Whilst perusing an article on the 50 most innovative companies of 2015, one particular food initiative caught my eye and seemed to identify with a few hot topics of late.
Algramo, literally translating to ‘by the gram’, is an initiative which begun in Chile last year to tackle food poverty in poor communities on the outskirts of Santiago.
In these areas, supermarkets are few and far between and local stores can be up to 40% more expensive, charging a premium for selling products in smaller quantities. Algramo Founder Jose Manuel Moller believed this to be a ‘poverty tax’ and suggested 70% of the population in Chile were affected, and a higher 85% across Latin America.
Moller came up with the idea to install vending machines, for free, in small neighbourhood stores and fill them with staples such as rice, beans and lentils.
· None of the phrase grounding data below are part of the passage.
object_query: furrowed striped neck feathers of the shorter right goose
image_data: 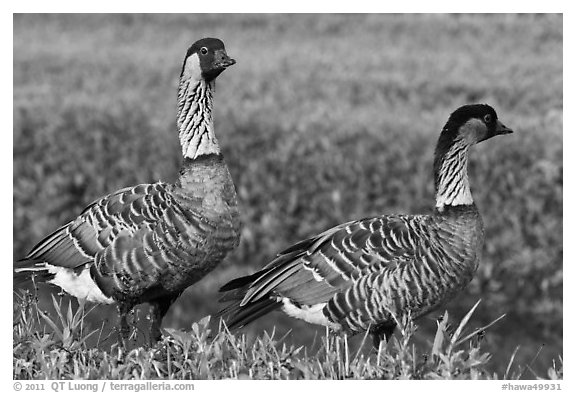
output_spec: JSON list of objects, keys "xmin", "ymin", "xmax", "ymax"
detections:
[{"xmin": 434, "ymin": 136, "xmax": 474, "ymax": 212}]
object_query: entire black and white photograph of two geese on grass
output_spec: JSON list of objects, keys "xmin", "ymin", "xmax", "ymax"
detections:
[{"xmin": 12, "ymin": 12, "xmax": 565, "ymax": 382}]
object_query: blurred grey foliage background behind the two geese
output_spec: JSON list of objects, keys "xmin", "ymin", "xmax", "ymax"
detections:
[{"xmin": 13, "ymin": 14, "xmax": 563, "ymax": 374}]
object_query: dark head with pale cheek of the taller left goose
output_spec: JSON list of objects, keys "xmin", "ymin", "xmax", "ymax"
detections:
[{"xmin": 180, "ymin": 38, "xmax": 236, "ymax": 82}]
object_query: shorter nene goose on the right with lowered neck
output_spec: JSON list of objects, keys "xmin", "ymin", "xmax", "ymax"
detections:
[{"xmin": 220, "ymin": 105, "xmax": 512, "ymax": 346}]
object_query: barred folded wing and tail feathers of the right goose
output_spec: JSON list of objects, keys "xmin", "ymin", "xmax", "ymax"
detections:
[{"xmin": 221, "ymin": 216, "xmax": 430, "ymax": 327}]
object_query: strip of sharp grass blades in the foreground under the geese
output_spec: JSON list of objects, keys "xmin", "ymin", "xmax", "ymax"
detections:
[{"xmin": 14, "ymin": 293, "xmax": 563, "ymax": 380}]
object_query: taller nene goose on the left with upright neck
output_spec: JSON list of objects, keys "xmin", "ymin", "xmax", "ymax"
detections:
[{"xmin": 14, "ymin": 38, "xmax": 240, "ymax": 344}]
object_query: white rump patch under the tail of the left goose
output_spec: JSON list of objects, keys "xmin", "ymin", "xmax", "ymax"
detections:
[{"xmin": 46, "ymin": 264, "xmax": 114, "ymax": 304}]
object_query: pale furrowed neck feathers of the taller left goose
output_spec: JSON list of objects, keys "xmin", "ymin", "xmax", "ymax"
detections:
[{"xmin": 176, "ymin": 77, "xmax": 220, "ymax": 160}]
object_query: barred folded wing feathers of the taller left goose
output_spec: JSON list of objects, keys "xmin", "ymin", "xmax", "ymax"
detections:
[{"xmin": 16, "ymin": 183, "xmax": 202, "ymax": 296}]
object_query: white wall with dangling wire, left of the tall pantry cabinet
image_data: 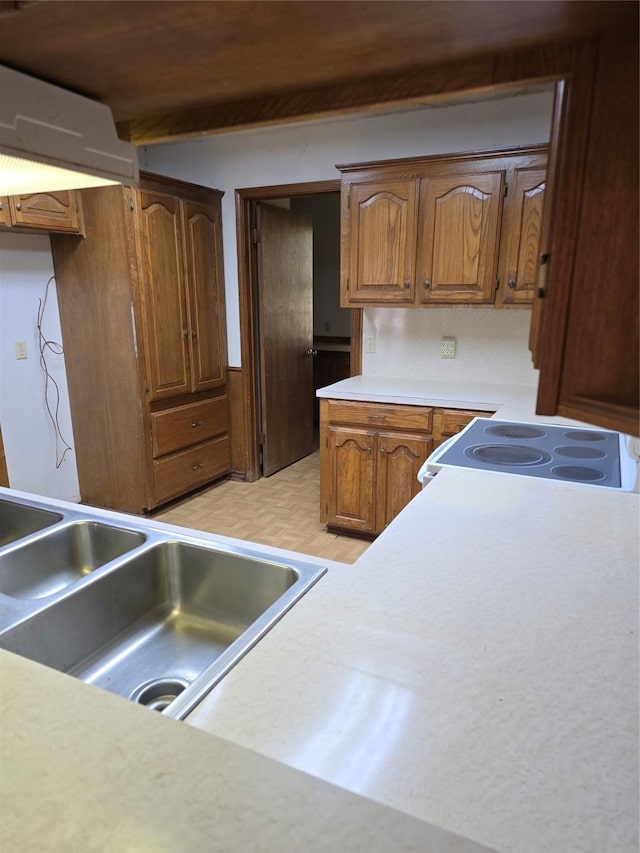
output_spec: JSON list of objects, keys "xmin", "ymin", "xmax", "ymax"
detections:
[{"xmin": 0, "ymin": 233, "xmax": 80, "ymax": 501}]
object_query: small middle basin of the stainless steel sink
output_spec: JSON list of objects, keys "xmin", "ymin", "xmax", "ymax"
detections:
[{"xmin": 0, "ymin": 520, "xmax": 146, "ymax": 598}]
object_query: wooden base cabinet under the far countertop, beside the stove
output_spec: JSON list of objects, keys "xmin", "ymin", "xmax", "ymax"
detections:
[{"xmin": 320, "ymin": 399, "xmax": 493, "ymax": 536}]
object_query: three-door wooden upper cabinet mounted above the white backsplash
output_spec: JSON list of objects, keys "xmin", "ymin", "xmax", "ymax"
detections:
[{"xmin": 338, "ymin": 146, "xmax": 547, "ymax": 307}]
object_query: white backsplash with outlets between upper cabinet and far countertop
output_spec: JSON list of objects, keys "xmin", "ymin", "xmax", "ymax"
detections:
[{"xmin": 362, "ymin": 306, "xmax": 538, "ymax": 385}]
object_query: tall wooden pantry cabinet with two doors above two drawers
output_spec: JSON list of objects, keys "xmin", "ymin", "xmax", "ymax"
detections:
[{"xmin": 51, "ymin": 174, "xmax": 230, "ymax": 513}]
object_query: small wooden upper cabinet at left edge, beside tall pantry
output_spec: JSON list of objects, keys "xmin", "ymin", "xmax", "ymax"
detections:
[{"xmin": 0, "ymin": 190, "xmax": 82, "ymax": 234}]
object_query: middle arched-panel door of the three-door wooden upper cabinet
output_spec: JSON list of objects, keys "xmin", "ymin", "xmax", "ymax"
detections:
[{"xmin": 418, "ymin": 172, "xmax": 503, "ymax": 303}]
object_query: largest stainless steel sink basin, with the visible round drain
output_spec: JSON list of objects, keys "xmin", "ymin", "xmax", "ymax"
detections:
[{"xmin": 0, "ymin": 540, "xmax": 325, "ymax": 718}]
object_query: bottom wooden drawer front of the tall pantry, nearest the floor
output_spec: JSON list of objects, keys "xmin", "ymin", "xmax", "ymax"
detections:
[{"xmin": 153, "ymin": 435, "xmax": 231, "ymax": 503}]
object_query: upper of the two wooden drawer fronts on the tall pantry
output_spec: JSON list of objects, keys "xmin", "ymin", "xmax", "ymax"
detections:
[{"xmin": 151, "ymin": 395, "xmax": 229, "ymax": 456}]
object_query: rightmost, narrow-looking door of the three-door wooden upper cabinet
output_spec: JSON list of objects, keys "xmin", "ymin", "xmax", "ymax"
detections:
[{"xmin": 502, "ymin": 169, "xmax": 546, "ymax": 303}]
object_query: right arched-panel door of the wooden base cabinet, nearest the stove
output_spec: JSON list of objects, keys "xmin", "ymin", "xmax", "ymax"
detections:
[{"xmin": 376, "ymin": 432, "xmax": 433, "ymax": 533}]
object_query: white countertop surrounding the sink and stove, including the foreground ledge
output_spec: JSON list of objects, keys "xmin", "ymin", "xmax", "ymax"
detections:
[{"xmin": 0, "ymin": 377, "xmax": 640, "ymax": 853}]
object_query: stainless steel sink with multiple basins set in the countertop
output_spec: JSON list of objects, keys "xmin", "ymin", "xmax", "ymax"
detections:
[{"xmin": 0, "ymin": 492, "xmax": 326, "ymax": 719}]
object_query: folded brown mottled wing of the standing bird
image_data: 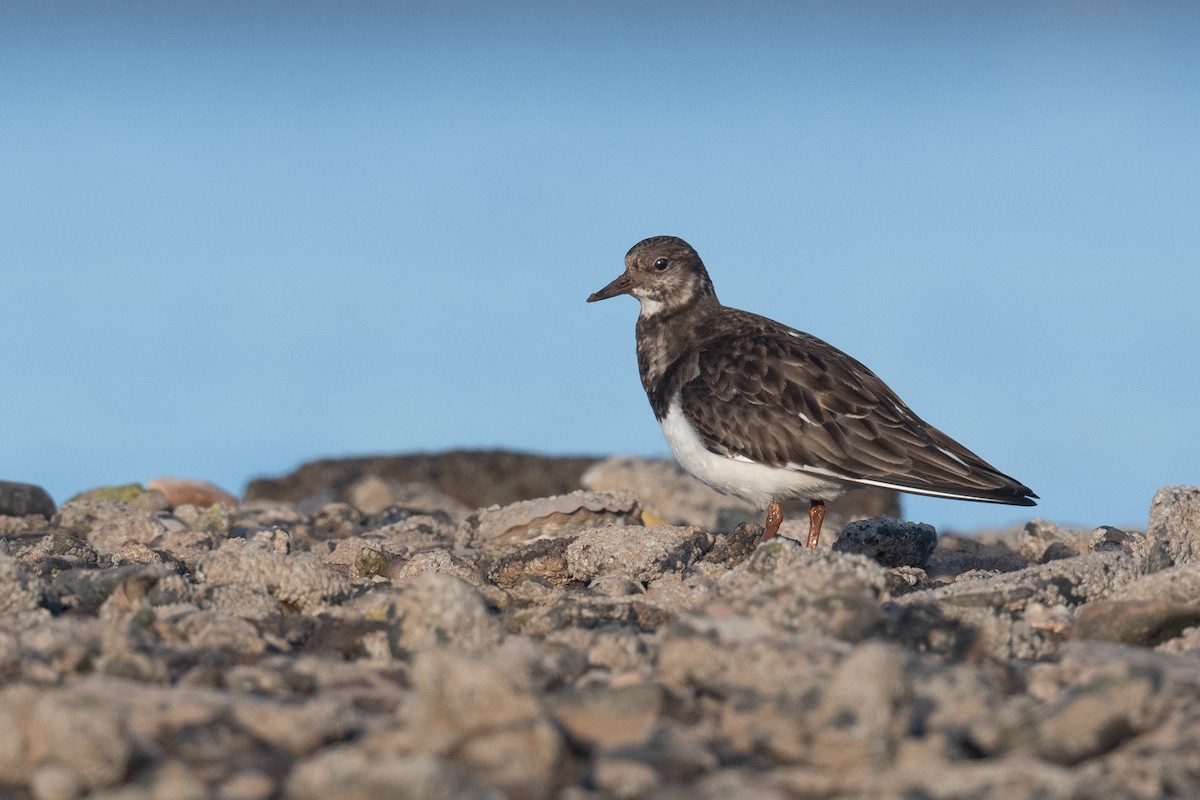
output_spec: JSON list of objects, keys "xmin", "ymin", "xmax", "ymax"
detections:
[{"xmin": 680, "ymin": 314, "xmax": 1037, "ymax": 505}]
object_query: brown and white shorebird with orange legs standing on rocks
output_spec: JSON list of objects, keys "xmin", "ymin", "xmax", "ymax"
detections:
[{"xmin": 588, "ymin": 236, "xmax": 1038, "ymax": 547}]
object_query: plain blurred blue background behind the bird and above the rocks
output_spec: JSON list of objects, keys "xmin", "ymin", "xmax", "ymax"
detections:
[{"xmin": 0, "ymin": 2, "xmax": 1200, "ymax": 529}]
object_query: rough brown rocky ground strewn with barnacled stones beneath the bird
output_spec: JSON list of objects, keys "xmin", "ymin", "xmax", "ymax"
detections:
[{"xmin": 0, "ymin": 453, "xmax": 1200, "ymax": 800}]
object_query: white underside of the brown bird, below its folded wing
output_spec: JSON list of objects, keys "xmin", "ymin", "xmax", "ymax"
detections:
[{"xmin": 662, "ymin": 397, "xmax": 848, "ymax": 509}]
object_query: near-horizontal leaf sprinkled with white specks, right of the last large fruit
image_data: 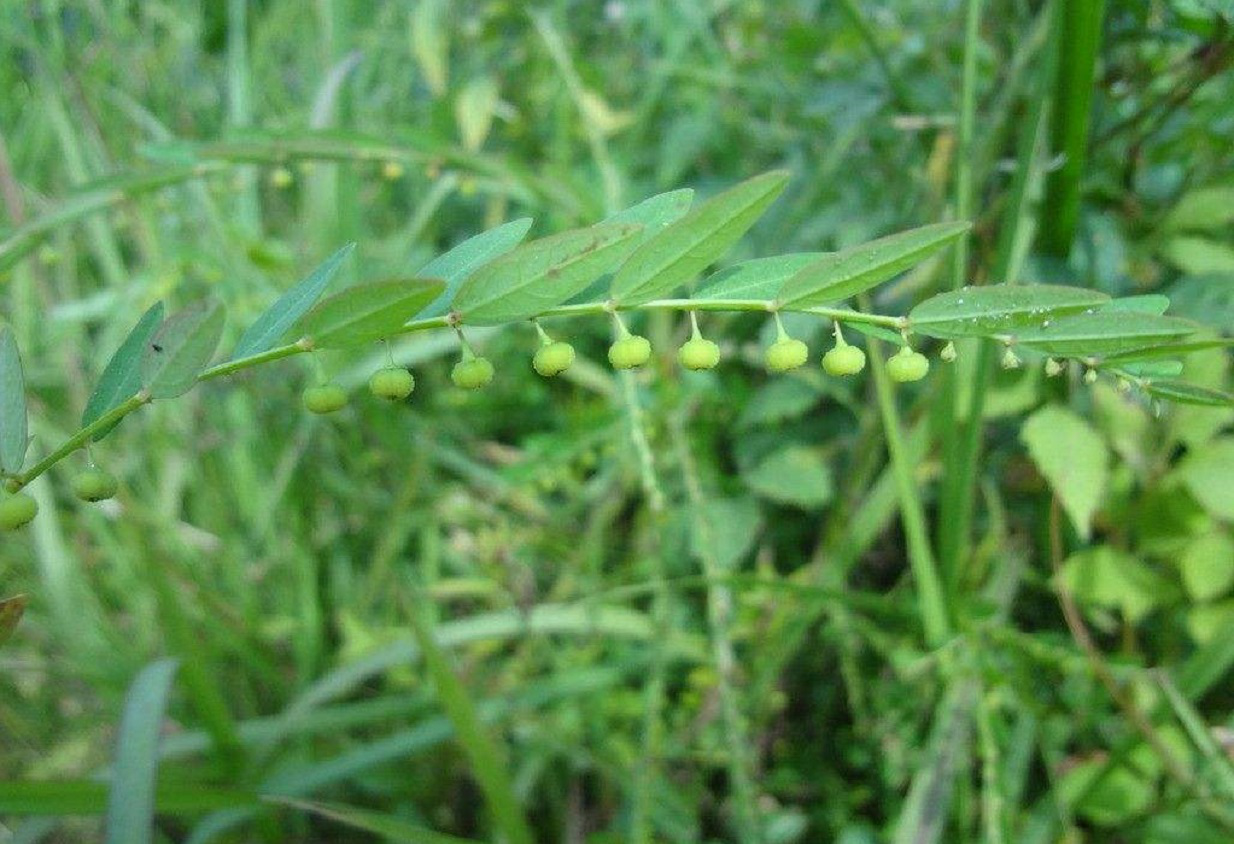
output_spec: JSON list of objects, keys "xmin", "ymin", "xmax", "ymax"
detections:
[{"xmin": 908, "ymin": 284, "xmax": 1109, "ymax": 339}]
Customers choose their quantity based on what they can afford and what they need. Dispensing containers are reusable so the consumer only pays for them on their first visit, and profits are split evenly with the shopkeeper.
Algramo’s manufacturing costs are lowered by eliminating most of their packaging costs, and distribution costs are also reduced with items being delivered in bulk.
In the past year, algramo have installed more than 300 machines reaching an estimated 15,000 people in Chile, with plans to expand into Colombia soon.
Although the business caters for food cupboard staples currently, the concept may be adaptable to the UK market and reduce the volume of food waste. A recent report suggested we could save 250,000 tonnes of food waste by extending supermarket shelf life by just one day. Besides cost savings for the consumer and sustaining food supplies, manufacturers could also reap the benefits of reduced packaging and distribution costs. The initiative also provides further support for the local economy in partnering with small local businesses.
The question is how would we share the benefit?